Inoltre, vogliamo evidenziare l’insufficienza di queste posizioni poiché non vi è alcuna corrispondenza tra le caratteristiche adolescenziali da esse indicate, i conseguenti tentativi interpretativi offerti, ed i numerosi dati empirici ormai acquisiti sugli adolescenti.
Diversamente, la preoccupazione empirica è ciò che caratterizza il terzo gruppo di studi.
La realtà adolescenziale, nell’orizzonte di una definita prospettiva teorica, viene avvicinata sperimentalmente.
In altre parole, alla luce di una teoria di riferimento, una ipotesi interpretativa viene confrontata con i dati ottenuti tramite ricerche condotte su adolescenti «normali».
Se queste tre categorie di studi prese isolatamente mostrano limiti e carenze, integrandosi possono diventare una chiave di lettura molto utile per approssimarsi nel modo più adeguato e completo alla ricca realtà adolescenziale.
  2.
Pista di lettura dell’a.
Senza pretendere di essere completi e senza voler schematizzare la ricchezza della persona, proponiamo la nostra lettura della realtà adolescenziale.

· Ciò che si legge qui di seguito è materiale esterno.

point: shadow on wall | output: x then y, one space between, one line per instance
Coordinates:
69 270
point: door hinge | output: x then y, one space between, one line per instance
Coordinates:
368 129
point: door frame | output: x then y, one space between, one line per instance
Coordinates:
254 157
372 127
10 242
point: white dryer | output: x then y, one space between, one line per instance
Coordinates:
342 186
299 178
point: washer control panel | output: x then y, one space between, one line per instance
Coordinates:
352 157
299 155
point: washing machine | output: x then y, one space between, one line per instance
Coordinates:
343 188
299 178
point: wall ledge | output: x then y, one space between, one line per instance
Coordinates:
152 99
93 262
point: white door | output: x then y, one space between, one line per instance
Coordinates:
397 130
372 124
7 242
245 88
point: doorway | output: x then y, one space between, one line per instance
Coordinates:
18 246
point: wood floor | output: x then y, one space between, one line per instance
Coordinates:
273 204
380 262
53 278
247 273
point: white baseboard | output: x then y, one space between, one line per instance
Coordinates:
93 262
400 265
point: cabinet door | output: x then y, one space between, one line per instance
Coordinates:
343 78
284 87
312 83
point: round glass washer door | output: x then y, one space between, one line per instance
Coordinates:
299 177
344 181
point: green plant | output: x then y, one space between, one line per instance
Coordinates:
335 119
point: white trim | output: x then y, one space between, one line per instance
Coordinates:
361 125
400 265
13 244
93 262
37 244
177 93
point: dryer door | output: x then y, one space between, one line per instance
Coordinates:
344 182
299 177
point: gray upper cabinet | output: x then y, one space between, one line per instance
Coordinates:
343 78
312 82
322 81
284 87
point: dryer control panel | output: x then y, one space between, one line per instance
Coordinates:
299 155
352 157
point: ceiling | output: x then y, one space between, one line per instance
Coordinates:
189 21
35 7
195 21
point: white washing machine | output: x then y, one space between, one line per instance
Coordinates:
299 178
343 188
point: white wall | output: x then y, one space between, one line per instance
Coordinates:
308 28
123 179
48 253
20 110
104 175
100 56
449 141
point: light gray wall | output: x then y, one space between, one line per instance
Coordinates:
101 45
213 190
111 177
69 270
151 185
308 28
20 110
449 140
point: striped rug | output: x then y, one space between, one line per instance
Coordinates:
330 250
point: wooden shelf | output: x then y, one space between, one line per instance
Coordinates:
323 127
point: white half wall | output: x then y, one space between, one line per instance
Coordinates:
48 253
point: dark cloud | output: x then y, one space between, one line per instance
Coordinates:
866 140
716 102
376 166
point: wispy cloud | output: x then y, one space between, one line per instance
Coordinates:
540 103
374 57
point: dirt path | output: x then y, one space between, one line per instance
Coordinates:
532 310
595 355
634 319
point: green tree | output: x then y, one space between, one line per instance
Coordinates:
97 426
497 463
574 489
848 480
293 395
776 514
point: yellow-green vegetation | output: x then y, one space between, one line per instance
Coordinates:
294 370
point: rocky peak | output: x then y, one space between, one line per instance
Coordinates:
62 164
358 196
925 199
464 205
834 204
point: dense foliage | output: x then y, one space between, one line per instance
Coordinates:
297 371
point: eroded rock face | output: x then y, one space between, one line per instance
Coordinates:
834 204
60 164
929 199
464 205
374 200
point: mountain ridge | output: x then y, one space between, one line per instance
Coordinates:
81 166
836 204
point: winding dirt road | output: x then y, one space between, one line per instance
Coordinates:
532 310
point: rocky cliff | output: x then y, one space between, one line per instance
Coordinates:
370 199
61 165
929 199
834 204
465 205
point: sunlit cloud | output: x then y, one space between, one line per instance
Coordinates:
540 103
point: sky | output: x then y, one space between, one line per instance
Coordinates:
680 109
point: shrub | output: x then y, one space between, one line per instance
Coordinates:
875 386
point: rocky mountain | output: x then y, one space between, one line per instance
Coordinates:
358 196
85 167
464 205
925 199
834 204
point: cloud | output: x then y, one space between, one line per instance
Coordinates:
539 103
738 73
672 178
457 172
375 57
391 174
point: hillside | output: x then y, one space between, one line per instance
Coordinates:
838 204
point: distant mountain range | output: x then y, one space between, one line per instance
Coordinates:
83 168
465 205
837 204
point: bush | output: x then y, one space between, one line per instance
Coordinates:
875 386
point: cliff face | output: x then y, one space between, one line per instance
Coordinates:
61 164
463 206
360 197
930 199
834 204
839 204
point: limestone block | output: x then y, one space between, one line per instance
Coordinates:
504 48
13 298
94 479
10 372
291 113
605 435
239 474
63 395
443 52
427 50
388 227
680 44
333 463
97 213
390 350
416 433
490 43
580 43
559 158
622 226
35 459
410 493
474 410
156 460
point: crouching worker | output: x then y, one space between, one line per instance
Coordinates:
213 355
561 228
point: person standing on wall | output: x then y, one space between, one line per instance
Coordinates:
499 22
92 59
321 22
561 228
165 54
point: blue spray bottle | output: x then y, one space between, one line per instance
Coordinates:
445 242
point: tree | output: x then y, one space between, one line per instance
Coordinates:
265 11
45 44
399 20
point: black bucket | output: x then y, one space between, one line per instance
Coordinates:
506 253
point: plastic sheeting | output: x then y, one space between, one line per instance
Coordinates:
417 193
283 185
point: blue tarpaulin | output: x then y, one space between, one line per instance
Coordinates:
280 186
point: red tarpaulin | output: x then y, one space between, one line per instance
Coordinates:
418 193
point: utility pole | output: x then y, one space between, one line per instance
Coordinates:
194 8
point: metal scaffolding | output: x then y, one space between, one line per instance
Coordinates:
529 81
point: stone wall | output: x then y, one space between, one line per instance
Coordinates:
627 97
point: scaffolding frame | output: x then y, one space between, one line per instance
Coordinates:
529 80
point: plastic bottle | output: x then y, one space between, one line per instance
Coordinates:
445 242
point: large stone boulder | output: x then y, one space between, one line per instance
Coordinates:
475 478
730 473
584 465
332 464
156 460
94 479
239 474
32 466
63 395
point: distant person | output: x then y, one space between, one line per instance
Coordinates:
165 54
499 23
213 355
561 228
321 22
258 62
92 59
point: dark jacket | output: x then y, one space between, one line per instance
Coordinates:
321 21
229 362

Nella riflessione sull’adolescente, per avere una visione il più completa possibile, è necessario tener presente gli aspetti comportamentali, cognitivi e tendenziali della persona in sviluppo e avvicinarli alla luce di una pluralità di teorie psicologiche.
a) Capacità dell’adolescente.
L’adolescente è in grado di vedersi dall’esterno, di percepirsi oggettivamente, distaccandosi dalle prime impressioni soggettive; nello stesso tempo, si trova a dover fare i conti con l’ambiente sociale e con la sensibilità che ancora lo rende vulnerabile al giudizio altrui e che, spesso in misura notevole, condiziona e ridimensiona la sua oggettiva capacità di autorealizzazione.
Sempre in riferimento allo sviluppo cognitivo, una seconda osservazione vuole evidenziare tanto la capacità dell’adolescente di creare realtà ipotetiche e di immaginare, quanto le sue esigenze di giustizia, uguaglianza e amore universali, che appaiono come una ricerca del senso della vita, di rifiuto della realtà concreta e, alle volte, di sublimazione dei suoi desideri, pensieri e sentimenti.
La ricerca della trascendenza attraverso la modalità intellettuale è uno degli aspetti che più caratterizza l’adolescente (riconoscere questo bisogno profondo è un modo stupendo per avvicinarsi a lui).
L’adolescente ha difficoltà ad accettare i propri sentimenti; per convivere con tali sentimenti non integrati nella personalità, li «iperdifferenzia».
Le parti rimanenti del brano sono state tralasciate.